In our Full Plate series, Lake Effect has been exploring the many facets of agriculture, from city bee farms to the history of our state fair to how teaching agriculture to communities can help cities in the long run.
However, one topic that has made a resurgence in the news cycle, particularly with concerns about immigration and DACA, is migrant labor. Contributor Dave Kozlowski operates Pinehold Gardens in Oak Creek, a smaller farm that does not employ migrant labor. His operation can help put into perspective what running a farm exactly entails:
As a produce farm, Pinehold has 40-50 different crops on about 16 acres of cultivatable land. "According to the USDA, we fit in with a little better than a third of the farms in the United States based on gross sales," Kozlowski explains.

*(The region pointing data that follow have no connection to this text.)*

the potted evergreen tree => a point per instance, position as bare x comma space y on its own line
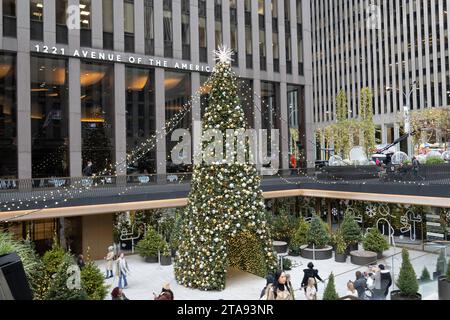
149, 246
340, 254
374, 241
440, 265
444, 285
351, 232
407, 281
166, 256
318, 239
300, 238
330, 291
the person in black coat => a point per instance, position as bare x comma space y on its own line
310, 273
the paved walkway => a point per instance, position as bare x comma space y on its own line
146, 278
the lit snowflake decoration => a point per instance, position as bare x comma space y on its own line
224, 54
371, 211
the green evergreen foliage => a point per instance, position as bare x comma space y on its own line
351, 231
330, 291
407, 279
425, 275
440, 263
318, 233
92, 279
149, 246
60, 288
375, 241
300, 236
225, 200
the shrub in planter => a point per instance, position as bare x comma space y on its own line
425, 275
318, 234
351, 231
330, 291
166, 256
92, 279
407, 281
300, 237
375, 242
149, 246
340, 255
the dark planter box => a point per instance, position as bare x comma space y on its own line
396, 295
444, 288
317, 254
151, 259
342, 258
363, 258
166, 261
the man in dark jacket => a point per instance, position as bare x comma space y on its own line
310, 273
360, 285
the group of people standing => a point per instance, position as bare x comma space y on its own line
279, 286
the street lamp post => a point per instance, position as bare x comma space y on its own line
406, 113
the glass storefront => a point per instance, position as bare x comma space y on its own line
140, 95
97, 116
8, 117
178, 94
49, 117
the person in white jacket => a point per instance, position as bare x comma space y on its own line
122, 271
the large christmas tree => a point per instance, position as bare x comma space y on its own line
224, 224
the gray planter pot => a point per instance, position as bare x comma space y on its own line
317, 254
166, 261
396, 295
444, 288
342, 258
151, 259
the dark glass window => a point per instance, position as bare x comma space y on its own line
9, 18
49, 117
37, 20
8, 118
97, 116
178, 94
140, 99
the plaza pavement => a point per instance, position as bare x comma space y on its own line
146, 278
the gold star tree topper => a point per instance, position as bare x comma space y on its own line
224, 54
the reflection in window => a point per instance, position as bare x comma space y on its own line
297, 140
49, 117
9, 18
61, 23
178, 94
97, 116
140, 93
149, 27
37, 20
128, 8
85, 23
8, 117
185, 29
108, 24
168, 29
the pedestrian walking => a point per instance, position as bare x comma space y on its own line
166, 293
109, 262
310, 289
310, 273
278, 290
122, 271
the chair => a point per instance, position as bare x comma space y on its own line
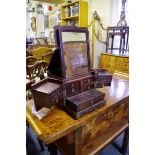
41, 68
29, 97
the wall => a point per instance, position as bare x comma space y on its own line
109, 11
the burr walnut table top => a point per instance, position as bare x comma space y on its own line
58, 123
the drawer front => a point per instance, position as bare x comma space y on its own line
99, 129
72, 89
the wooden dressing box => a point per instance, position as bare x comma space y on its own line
70, 75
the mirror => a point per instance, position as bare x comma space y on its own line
75, 53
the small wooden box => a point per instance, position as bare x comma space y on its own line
47, 92
103, 77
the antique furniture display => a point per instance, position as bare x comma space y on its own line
40, 51
114, 63
84, 103
47, 57
75, 14
35, 68
92, 132
70, 67
123, 33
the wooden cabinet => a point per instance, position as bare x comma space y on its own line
114, 63
79, 18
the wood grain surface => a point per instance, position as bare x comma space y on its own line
113, 117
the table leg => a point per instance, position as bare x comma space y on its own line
52, 149
125, 142
78, 141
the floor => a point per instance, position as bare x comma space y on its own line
33, 147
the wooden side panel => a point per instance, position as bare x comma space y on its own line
99, 131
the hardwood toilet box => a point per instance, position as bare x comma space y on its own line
103, 77
84, 103
70, 75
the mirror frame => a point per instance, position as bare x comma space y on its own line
59, 44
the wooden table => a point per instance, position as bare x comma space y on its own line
91, 133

From 5,000 acres to only 16, he says produce growing, in general, is labor intensive. Even with advances in technology, changing farming methods, and machinery, "it's still men mostly (and some women) in their 30s, a big chunk of them undocumented laborers, cutting the cabbages and picking the tomatoes and strawberries."
Kozlowski works approximately 3,000 hours a year - most of it spent in the field from mid-April through mid-October. Kozlowski, his wife Sandy Raduenz, and two seasonal employees do a majority of the labor, along with worker shares through Pinehold's Community Supported Agriculture Program in which members exchange labor for produce.
While farming is a business and is about profit, he says that it is different from other businesses because it largely depends on nature as a variable. "Farmers in bad weather lose money, there's just no other way around it," Kozlowski states.
When planning a budget, Pinehold needs anywhere from $25,000-$30,000 to start up the season. This number typically includes costs for equipment maintenance and seeds for planting, according to Kozlowski.
"Farmers tend to plan like pessimists, but plant like optimists," he says. With nature and consumer habits being less than dependable, Kozlowski says each and every season is a game of chance - especially for small farmers.
"So far chemicals are cheaper than hands and labor, so a conventional farm's profit margin is going to be a little higher than an organic farm's. That's one reason why organic food costs a little more," explains Kozlowski.
He also notes that most farmers, including dairy farmers, have to take the price that the market gives them for food pricing. "In the case of produce farmers, particularly who sell direct, our market is really priced according to what people are willing to pay for," Kozlowski adds.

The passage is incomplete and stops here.